Macaroni cheese, the perverted Jacobite and the South Glen Shiel Ridge 9


What can one expect of a day that commences with the consumption of a can of lukewarm macaroni cheese, eaten with a Debenhams gift card? Standing in an empty layby near the Cluanie Inn, I gazed skywards at the mist-covered South Glen Shiel ridge. The forecast was for this theme to continue: mist and intermittent rain. The same thought ran through my head: today, I actually have to use a compass. Not just carry one and be deemed ‘prepared’ should I tumble off a cliff and need rescue. I am going to have to navigate. On my own. I contemplated calling the whole thing off. I contemplated the north ridge instead. But the lure of nine Munros – from Creag a’ Mhaim in the east to The Saddle in the west – was too great, and I set off running slowly towards Cluanie Lodge.

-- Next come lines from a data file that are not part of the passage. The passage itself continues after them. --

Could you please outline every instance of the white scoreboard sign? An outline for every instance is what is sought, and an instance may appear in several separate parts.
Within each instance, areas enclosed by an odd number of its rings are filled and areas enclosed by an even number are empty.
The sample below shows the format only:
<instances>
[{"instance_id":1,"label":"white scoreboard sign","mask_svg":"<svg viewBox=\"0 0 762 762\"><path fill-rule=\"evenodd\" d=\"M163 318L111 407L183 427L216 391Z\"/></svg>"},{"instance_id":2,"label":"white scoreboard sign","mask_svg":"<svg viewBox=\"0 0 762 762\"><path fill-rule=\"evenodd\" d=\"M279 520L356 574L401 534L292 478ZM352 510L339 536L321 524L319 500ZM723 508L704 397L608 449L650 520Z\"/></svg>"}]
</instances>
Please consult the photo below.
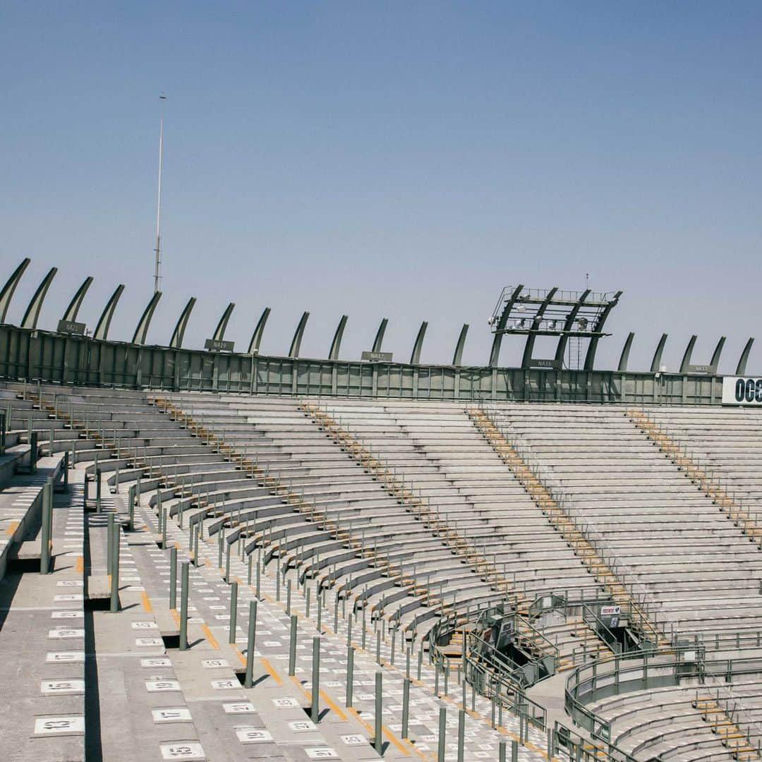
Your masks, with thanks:
<instances>
[{"instance_id":1,"label":"white scoreboard sign","mask_svg":"<svg viewBox=\"0 0 762 762\"><path fill-rule=\"evenodd\" d=\"M722 404L762 405L762 378L725 376L722 379Z\"/></svg>"}]
</instances>

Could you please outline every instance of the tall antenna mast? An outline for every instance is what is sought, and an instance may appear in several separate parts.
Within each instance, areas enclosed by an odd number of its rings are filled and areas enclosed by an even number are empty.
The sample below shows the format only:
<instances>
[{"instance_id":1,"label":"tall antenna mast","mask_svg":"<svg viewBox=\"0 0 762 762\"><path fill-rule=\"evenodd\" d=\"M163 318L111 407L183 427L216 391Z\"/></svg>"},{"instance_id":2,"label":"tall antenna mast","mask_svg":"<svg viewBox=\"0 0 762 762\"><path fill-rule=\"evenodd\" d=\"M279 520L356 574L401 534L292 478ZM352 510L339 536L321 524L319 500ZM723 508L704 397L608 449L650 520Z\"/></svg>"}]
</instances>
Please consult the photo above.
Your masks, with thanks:
<instances>
[{"instance_id":1,"label":"tall antenna mast","mask_svg":"<svg viewBox=\"0 0 762 762\"><path fill-rule=\"evenodd\" d=\"M153 293L158 291L159 282L162 280L162 159L164 148L164 101L167 96L162 93L158 96L158 194L156 200L156 267L153 274Z\"/></svg>"}]
</instances>

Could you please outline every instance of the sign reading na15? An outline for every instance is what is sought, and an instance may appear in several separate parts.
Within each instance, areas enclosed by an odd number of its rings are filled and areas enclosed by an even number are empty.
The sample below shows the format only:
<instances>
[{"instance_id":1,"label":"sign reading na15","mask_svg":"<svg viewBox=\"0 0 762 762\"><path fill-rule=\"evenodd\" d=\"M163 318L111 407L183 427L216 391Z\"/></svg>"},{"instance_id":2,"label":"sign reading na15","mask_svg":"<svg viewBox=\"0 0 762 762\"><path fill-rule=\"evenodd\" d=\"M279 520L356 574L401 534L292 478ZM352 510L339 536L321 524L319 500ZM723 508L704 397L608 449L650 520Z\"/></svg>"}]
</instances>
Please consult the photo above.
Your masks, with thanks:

I passed my river-side camp site of the previous night. It had been a dreadful few hours. I was woken repeatedly by rain and wind, and then a nightmare. Sleeping on my front, I felt the weight of a man on my back, pressing down hard. Weirdly (and very disconcertingly), he was licking the back of my neck; not aggressively, but how a cat might gently lick a hand. I struggled for breath. Three times I cried out, waking on the third. ‘It’s the spirits of the glen,’ my wife’s aunt told me later. ‘A Jacobite, no doubt.’

The problem with running over nine Munros – especially in the mist – is that it is subsequently difficult to recall the characteristics of the individual mountains and summits, or to even remember their names. Creag a’ Mhaim was memorable as number one, followed by Druim Shionnach because I gained a rare view from the summit. Thereafter, it’s a blur. I crossed Aonach air Chrith, the day’s highest point, and clambered along the ridge to Maol Chinn-dearg. Sgurr an Doire Leathain I recall because I twice went the wrong way as I tried to re-find the ridge from the summit.

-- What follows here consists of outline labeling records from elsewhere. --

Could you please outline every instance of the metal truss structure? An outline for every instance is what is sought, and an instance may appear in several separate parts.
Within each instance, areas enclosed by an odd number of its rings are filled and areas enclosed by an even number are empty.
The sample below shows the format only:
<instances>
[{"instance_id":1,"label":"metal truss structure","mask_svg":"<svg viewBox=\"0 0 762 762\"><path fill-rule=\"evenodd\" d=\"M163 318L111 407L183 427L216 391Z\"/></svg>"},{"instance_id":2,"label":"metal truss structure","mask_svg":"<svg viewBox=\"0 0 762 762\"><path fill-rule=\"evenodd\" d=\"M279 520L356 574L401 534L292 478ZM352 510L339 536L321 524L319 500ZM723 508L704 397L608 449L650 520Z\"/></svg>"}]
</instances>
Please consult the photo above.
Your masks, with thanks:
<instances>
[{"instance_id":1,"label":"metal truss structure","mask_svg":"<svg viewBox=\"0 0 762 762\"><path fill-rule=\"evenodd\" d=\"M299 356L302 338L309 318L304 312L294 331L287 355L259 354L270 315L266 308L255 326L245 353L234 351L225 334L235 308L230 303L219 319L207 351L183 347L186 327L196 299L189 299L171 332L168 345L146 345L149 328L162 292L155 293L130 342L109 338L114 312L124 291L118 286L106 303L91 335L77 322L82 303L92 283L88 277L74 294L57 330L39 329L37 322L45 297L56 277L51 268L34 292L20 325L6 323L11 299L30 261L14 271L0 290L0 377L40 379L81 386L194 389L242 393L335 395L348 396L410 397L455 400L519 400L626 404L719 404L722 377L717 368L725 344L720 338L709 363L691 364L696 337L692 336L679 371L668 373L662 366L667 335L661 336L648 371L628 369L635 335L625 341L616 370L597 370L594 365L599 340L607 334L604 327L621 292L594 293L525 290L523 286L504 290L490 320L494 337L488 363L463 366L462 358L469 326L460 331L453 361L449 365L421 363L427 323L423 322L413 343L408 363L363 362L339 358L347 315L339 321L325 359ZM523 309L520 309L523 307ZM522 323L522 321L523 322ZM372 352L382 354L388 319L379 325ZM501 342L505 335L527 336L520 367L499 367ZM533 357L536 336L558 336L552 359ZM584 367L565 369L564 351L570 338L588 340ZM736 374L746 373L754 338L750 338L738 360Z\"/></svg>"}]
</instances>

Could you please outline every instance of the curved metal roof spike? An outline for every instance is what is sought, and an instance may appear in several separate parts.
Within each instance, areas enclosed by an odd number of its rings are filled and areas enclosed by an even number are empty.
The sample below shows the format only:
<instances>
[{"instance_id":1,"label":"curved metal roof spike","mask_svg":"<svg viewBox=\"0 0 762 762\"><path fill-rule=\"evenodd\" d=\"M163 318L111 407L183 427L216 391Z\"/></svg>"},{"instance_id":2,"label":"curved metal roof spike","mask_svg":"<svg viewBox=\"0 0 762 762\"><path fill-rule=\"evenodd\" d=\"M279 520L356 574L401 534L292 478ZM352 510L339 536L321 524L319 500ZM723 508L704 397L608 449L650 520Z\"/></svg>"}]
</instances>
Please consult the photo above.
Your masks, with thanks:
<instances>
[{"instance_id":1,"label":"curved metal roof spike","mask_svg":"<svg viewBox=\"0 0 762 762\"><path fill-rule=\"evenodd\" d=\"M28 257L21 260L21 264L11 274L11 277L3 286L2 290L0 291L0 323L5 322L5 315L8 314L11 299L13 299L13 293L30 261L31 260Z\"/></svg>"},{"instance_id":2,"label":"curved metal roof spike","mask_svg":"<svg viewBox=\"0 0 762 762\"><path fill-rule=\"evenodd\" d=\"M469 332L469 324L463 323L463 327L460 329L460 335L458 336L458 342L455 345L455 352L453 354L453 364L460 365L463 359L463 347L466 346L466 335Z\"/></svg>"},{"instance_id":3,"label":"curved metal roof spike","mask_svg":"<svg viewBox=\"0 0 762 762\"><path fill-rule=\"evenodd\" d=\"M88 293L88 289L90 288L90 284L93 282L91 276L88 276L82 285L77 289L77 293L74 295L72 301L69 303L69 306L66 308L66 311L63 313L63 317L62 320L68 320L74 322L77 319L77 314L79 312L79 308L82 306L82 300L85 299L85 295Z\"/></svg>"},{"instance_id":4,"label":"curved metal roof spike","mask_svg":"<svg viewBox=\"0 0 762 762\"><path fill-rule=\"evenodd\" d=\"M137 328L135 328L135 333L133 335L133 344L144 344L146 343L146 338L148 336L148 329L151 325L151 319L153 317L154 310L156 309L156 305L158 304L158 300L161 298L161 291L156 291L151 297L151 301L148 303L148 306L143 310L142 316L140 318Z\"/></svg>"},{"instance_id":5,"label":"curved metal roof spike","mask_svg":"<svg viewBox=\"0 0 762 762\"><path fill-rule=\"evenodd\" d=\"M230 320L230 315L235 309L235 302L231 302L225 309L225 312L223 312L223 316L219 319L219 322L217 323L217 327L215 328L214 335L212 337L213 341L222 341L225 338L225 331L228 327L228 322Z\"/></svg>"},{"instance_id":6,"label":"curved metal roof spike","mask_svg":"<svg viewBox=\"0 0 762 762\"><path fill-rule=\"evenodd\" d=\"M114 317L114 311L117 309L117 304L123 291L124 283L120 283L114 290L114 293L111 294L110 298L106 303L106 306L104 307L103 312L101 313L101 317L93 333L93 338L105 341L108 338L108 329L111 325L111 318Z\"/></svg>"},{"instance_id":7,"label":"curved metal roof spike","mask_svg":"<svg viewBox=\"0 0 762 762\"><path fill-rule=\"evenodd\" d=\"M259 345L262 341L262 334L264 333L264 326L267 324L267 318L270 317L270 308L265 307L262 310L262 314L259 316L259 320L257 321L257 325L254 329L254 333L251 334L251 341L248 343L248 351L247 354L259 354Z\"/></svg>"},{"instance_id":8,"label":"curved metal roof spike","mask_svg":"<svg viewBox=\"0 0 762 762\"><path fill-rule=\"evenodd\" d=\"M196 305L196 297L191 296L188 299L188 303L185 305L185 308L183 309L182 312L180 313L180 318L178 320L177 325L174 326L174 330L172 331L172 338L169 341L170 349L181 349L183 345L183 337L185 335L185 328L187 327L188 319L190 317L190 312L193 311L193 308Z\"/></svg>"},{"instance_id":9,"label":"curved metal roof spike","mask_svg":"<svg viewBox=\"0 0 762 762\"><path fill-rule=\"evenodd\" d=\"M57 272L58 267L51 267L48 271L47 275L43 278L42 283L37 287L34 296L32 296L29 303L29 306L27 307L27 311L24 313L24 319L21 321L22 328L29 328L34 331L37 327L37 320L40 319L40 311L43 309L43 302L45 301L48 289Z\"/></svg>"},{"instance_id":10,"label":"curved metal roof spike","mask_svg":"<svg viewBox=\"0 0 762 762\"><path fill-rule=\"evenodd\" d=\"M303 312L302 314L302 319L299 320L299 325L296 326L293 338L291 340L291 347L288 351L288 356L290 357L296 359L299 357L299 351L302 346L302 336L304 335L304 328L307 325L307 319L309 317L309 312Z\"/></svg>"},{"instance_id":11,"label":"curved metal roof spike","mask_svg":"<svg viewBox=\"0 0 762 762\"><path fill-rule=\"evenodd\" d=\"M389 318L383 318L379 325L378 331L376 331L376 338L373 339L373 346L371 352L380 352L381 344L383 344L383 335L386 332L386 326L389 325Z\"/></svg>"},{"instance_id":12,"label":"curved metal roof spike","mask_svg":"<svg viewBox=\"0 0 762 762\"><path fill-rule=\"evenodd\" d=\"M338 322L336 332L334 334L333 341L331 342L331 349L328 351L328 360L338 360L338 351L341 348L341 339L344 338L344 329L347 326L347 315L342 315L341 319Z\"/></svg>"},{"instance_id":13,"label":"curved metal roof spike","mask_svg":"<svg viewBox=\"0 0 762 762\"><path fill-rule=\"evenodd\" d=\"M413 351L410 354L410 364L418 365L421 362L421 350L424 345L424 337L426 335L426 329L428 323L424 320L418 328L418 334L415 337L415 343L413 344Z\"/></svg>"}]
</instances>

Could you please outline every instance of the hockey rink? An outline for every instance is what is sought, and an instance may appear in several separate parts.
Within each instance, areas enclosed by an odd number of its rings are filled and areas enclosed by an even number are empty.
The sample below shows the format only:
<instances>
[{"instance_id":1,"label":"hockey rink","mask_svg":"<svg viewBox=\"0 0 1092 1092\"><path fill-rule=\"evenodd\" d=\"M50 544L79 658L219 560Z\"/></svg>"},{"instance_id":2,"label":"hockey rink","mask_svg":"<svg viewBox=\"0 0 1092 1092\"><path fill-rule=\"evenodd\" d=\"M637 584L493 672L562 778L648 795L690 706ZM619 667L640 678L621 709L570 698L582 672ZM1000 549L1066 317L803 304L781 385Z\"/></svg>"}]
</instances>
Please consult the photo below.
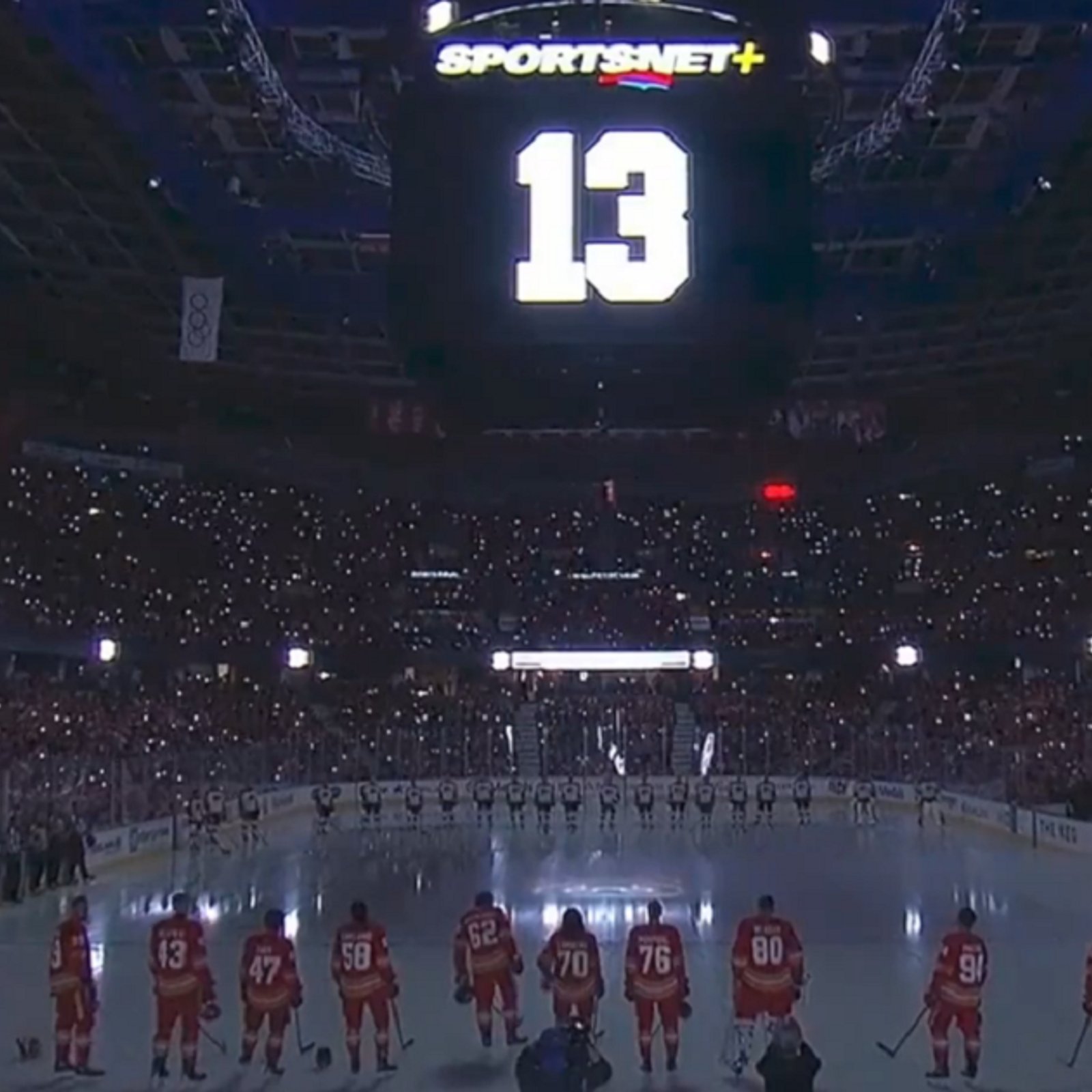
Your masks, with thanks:
<instances>
[{"instance_id":1,"label":"hockey rink","mask_svg":"<svg viewBox=\"0 0 1092 1092\"><path fill-rule=\"evenodd\" d=\"M464 823L451 831L360 834L356 816L342 808L340 832L319 844L306 818L268 830L269 845L247 857L205 853L161 857L115 869L87 888L90 933L99 972L102 1011L93 1061L107 1070L98 1081L54 1078L51 1014L47 996L48 940L64 895L50 893L0 912L0 1088L91 1087L110 1092L147 1089L152 996L146 970L147 934L169 892L198 895L206 923L213 972L224 1016L214 1025L227 1040L226 1057L201 1043L201 1068L212 1092L282 1088L292 1092L372 1089L370 1029L366 1071L355 1082L345 1061L340 1009L328 970L330 943L349 902L364 898L390 936L402 984L403 1028L415 1044L396 1047L400 1070L381 1081L392 1092L425 1089L514 1089L518 1048L477 1042L470 1008L451 998L451 938L474 893L490 888L513 917L527 972L521 980L524 1030L546 1026L546 996L533 960L568 905L583 911L603 946L607 996L601 1009L601 1047L615 1067L619 1090L727 1088L719 1055L728 1019L727 951L737 921L756 898L773 894L805 946L806 994L798 1009L805 1035L823 1061L817 1088L826 1092L910 1092L926 1087L930 1056L919 1028L889 1060L876 1041L894 1043L922 1004L941 935L966 901L980 915L990 949L984 1006L983 1068L975 1087L1006 1092L1092 1090L1092 1043L1076 1069L1066 1069L1082 1023L1083 961L1092 939L1092 873L1088 862L1051 850L1032 850L1004 835L950 826L918 830L904 811L881 814L875 829L850 826L841 811L817 809L816 823L798 828L787 808L773 830L744 835L720 826L640 832L627 819L617 834L601 834L596 809L581 830L543 836L513 832L507 816L491 833ZM533 817L529 816L529 828ZM658 898L686 943L693 1017L682 1028L680 1070L637 1068L634 1025L621 997L621 949L644 903ZM240 1071L237 960L261 912L288 914L305 987L302 1029L328 1045L334 1065L312 1069L290 1035L287 1075L278 1081L256 1063ZM16 1035L37 1035L43 1060L17 1064ZM953 1068L961 1061L953 1043ZM186 1085L177 1076L166 1088ZM751 1072L743 1087L760 1088ZM953 1077L946 1087L962 1088Z\"/></svg>"}]
</instances>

The mist had closed in by now; the weather getting worse as I progressed west. There is nothing pleasant about running in waterproof trousers. Still, there were moments of unexpected joy: the view to Loch Quoich as I skirted Sgurr Beag, a dozen ptarmigan battling the wind on Sgurr a’Bhac Chaolais, a glorious vision of Loch Hourn.

I took the steep way up Sgurr na Sgine, popping out by the summit cairn. A tricky descent was followed by a straightforward ascent, watched by a herd of deer, of The Saddle. Finding the trig pillar, I knew I couldn’t go wrong from here. I turned to what I thought was the east, and headed for the famous Forcan Ridge.

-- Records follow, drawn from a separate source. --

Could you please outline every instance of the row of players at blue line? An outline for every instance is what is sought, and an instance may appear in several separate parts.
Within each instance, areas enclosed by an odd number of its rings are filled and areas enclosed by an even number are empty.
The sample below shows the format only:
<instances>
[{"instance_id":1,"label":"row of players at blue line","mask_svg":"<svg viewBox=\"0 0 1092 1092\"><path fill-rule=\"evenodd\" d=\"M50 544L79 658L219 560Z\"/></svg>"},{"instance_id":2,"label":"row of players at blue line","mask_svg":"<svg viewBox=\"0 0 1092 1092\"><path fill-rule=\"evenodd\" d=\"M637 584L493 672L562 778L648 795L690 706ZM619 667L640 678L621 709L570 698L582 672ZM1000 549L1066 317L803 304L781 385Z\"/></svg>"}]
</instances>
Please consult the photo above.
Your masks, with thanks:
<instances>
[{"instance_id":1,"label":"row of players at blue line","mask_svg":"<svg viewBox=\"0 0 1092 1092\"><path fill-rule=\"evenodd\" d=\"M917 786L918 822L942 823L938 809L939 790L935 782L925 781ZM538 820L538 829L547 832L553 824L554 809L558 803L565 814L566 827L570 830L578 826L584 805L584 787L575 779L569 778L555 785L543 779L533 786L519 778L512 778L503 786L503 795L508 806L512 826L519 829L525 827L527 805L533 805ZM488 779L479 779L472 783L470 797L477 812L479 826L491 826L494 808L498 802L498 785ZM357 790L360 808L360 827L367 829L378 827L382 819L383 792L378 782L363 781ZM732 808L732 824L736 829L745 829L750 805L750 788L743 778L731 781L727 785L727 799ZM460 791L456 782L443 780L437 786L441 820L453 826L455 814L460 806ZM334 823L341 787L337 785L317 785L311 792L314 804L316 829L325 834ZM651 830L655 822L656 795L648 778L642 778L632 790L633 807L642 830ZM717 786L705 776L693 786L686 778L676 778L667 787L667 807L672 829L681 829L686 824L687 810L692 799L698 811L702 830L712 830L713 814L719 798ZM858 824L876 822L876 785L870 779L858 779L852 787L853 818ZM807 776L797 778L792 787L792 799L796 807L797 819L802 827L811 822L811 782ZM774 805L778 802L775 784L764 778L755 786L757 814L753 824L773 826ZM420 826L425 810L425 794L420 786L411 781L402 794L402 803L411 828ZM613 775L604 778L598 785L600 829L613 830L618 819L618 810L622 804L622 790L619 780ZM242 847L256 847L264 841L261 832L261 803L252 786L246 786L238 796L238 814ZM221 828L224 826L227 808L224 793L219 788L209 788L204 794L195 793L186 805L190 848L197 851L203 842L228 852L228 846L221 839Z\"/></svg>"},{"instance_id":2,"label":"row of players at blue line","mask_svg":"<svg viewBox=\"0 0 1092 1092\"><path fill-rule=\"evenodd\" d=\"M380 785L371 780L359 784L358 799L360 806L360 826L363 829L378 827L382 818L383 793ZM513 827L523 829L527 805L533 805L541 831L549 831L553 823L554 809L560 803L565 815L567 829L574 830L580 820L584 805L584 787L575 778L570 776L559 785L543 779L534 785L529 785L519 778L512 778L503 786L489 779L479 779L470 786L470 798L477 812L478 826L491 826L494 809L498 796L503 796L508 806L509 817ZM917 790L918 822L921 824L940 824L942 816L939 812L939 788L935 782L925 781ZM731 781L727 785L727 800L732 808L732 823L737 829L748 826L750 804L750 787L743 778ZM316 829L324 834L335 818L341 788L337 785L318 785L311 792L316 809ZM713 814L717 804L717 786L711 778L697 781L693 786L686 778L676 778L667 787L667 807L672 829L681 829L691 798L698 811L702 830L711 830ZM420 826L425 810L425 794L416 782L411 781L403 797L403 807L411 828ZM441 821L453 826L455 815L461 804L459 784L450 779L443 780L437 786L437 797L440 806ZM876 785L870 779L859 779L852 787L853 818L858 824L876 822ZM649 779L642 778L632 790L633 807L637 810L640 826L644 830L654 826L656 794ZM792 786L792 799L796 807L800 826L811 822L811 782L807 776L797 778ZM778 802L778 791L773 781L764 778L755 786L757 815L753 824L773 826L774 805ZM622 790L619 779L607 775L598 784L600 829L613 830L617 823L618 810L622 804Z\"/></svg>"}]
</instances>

It’s a good thing for me I’m never surprised when I make a navigational error, such is the regularity of these occurrences. An absolutely-nothing-can-go-wrong approach means everything is about to go wrong. It turned out I was moving west, not east. It took me 10 minutes to work that out. As a belligerent soul, there was no way I was reversing what I’d just done. Even if it was going to add on two hours, I wasn’t turning round. I pressed on, blundering over two of The Saddle’s Munro tops, before plunging down a slippery, mossy slope to the river that flows to Shiel Bridge. I’ve never been so pleased to see a caravan site. I hadn’t seen another person since leaving Cluanie.

Thank goodness I was running. I would be out for eight hours in ridiculous weather as it was; walking would have been purgatory. I can also understand why the advice is generally to tackle the seven easterly Munros of the ridge and the round of Sgurr na Sgine and The Saddle separately. But two outings? Where’s the challenge in that? Back at base camp Findhorn – my temporary Scottish home – I told my wife’s aunt about the ‘Jacobite’. The spirits wanted me to feel their suffering, she told me. ‘Imagine them fleeing from the English to Skye after Culloden.’ I didn’t ask why a Jacobite would want to lick my neck like a cat. ‘Well, I’m glad you had a good time.’

I thought for a moment: macaroni cheese for breakfast, a Jacobite with a fetish for licking, rain, sludge, rain, waterproof trousers flapping round my ankles, rain, mist, rain, navigational incompetence, torrential rain. ‘I wouldn’t quite describe it as a ‘good time’,’ I said.